I had always enjoyed running for my own sake and although this was the first time I had taken part in an organised event, I had spent seven or eight months training for it. I was fairly confident about finishing the race and no one was really expecting me to be.
Having survived the night, I woke early to catch the train to Newcastle. Having been an undergraduate at Durham for four years, it was a journey I was used to, but as a shopping trip or a night out. Fortunately, by this time, my nerves had disappeared, I was more concerned with safety pinning my race number to my T- shirt rather than my flesh and trying not to think about that my fingers and toes were so cold that I could no longer feel them. By this time I had made it to the start of the race and had managed to link up with Uncle Granville (David’s father and running partner extraordinaire), I was really caught up in the atmosphere.
The anticipation was almost palpable and the thirteen miles ahead of us seemed irrelevant as everyone was in party mode. It felt entirely natural to be sharing a motorway with forty thousand people on a Sunday morning in Newcastle whilst mingling with a group of Teletubbies chatting to a Giraffe. As the race began, the party continued with much shouting, shuffling and excitement.
Crossing the Tyne Bridge on a clear, sunny morning with thousands of other people was fantastic and an experience beyond compare. In fact, my good mood continued right up until I had crossed the bridge and faced the first hill of the morning. So this was what the training was for then………. Miles 3 – 10 passed in a reasonably pleasant way, and once I had settled into some sort of steady pace, I actually started to notice more of what was going on around me. There were runners making money for babies, older people, younger people, people-in-between and I have not even started to mention the variety of human organs that were represented……. Apparently, every postcode in the country had a representative too.
“What an incredible event.” Mile eleven was, shall we say, less enjoyable and even forgettable. It was a hill, not a short hill, but a long, drawn out hill. As I paused for my sixth bottle of water I started to doubt that the end of the race would ever happen.

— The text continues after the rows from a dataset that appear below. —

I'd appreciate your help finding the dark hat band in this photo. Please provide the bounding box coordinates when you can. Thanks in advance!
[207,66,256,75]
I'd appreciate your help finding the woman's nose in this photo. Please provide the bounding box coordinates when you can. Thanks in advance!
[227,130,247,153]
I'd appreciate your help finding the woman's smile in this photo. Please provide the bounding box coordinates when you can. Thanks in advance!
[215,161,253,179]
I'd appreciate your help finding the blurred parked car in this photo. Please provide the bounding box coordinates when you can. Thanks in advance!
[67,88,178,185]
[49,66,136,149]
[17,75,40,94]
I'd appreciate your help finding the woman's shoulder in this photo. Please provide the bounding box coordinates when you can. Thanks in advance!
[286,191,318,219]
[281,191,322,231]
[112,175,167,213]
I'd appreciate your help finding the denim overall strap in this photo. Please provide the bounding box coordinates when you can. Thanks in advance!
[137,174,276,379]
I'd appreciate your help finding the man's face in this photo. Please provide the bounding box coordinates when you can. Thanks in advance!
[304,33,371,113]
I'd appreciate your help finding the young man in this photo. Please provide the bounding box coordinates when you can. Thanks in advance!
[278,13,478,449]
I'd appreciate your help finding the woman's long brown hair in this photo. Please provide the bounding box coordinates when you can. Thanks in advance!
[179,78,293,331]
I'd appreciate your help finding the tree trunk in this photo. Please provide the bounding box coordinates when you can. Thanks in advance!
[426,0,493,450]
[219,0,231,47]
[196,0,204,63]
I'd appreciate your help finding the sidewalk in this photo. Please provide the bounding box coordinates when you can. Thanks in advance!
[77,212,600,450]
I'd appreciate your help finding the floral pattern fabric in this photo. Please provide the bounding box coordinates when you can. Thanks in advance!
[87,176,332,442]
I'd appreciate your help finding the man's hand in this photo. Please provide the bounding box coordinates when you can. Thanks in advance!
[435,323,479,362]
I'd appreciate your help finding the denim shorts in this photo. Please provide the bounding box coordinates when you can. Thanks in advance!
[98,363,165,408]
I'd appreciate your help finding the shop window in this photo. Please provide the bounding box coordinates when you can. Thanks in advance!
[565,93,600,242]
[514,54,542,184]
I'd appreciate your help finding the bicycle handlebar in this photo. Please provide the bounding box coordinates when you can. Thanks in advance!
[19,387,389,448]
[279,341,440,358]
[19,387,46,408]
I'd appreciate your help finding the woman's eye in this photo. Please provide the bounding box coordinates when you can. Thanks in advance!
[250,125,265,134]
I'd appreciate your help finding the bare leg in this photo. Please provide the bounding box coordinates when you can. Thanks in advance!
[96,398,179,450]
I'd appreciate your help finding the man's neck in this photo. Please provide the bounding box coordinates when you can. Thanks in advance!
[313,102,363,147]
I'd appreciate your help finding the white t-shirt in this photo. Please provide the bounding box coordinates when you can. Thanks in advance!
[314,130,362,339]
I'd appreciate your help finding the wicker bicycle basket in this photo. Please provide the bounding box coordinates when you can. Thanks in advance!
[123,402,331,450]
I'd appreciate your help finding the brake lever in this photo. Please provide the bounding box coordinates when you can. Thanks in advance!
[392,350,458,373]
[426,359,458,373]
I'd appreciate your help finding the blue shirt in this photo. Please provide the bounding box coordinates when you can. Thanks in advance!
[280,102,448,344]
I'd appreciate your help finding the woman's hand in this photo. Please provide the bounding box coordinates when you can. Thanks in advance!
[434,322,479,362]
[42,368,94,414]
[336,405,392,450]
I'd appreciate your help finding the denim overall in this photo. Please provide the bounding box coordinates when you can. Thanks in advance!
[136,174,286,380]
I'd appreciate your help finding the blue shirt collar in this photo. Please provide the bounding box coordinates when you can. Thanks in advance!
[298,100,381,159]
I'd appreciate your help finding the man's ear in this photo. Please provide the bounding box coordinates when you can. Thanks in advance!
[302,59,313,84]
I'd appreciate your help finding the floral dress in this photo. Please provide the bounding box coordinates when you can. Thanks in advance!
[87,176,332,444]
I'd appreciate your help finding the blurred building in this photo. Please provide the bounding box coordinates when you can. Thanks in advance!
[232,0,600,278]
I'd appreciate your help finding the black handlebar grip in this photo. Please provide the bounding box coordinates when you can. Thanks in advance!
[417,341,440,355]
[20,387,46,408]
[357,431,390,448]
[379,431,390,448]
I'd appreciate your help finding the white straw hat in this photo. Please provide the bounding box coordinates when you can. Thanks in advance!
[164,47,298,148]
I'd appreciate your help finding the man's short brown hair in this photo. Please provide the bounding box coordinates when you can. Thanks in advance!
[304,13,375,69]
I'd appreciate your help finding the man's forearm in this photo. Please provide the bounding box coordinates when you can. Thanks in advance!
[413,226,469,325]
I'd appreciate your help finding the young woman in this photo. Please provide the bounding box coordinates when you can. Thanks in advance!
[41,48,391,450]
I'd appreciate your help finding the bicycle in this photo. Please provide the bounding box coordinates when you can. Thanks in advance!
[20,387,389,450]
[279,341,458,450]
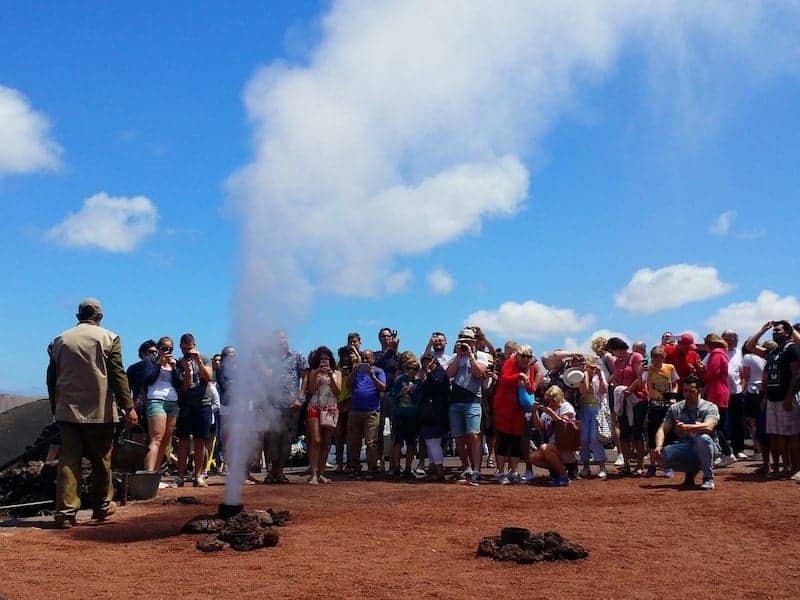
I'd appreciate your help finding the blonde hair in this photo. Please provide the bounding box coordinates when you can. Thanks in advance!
[592,336,608,354]
[515,344,533,358]
[544,385,564,404]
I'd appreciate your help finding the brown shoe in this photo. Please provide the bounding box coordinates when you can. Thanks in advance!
[53,513,76,529]
[92,502,117,521]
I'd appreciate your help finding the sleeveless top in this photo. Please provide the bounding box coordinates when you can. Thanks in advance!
[308,375,337,408]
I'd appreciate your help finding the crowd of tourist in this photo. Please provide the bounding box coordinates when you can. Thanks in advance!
[128,321,800,490]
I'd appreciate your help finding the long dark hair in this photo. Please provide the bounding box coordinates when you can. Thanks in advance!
[308,346,336,369]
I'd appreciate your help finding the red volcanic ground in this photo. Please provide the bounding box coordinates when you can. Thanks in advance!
[0,462,800,600]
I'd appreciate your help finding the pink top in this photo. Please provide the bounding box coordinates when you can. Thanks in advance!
[703,348,729,408]
[493,356,536,435]
[614,352,647,402]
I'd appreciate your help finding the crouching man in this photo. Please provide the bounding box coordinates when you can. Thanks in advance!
[655,375,719,490]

This feeling became stronger as I looked ahead to try and spot the fluorescent yellow twelve mile marker that would mark the beginning of the end. I became increasingly convinced that someone had been moving the mile markers as the race had gone on, I firmly believed that Blackpool Tower would appear somewhere on the horizon. Fortunately, it didn’t, and with a great deal of encouragement from my running partner, I began the last mile.
“Come on pet, only six hundred to go” someone shouted !!! Six hundred !!! Six hundred what ??? Six hundred ice cream vans, six hundred hot dog stands, six hundred people, actually it was six hundred metres. Then four hundred, then two hundred, and with twenty five metres to go, I managed a smile and sprinted over the line in two hours and sixteen minutes. Jubilation !!! I had always been told that running is as much about psychology as it is stamina and fitness. In my case, that was certainly true, there was a lot more to MY run than just getting from Newcastle to South Shields in the quickest time possible.
A few years ago, I would not have believed myself capable of such an undertaking – me ? A half marathon ?? Never !!! No way !!! Impossible !!! However, a few years ago I would not have conceived of losing a dearly loved cousin to an undiagnosed heart condition about which I knew nothing. David died at Christmas in 1994, just weeks after his seventeenth birthday due to Hyperthrophic Obstructive Cardiomyopathy. The emotions that derive from such an event need not be discussed here, suffice to say that none of us quite understand what had hit us. The death of any young person leaves in it’s wake many questions and the need for justification impossible. It is then that attention has to be turned to life and the living. With that in mind, I chose to take part in the Great North Run and to raise money for CRY. It was a privilege to represent CRY., an honour to represent my family and I hope, a suitable tribute to David.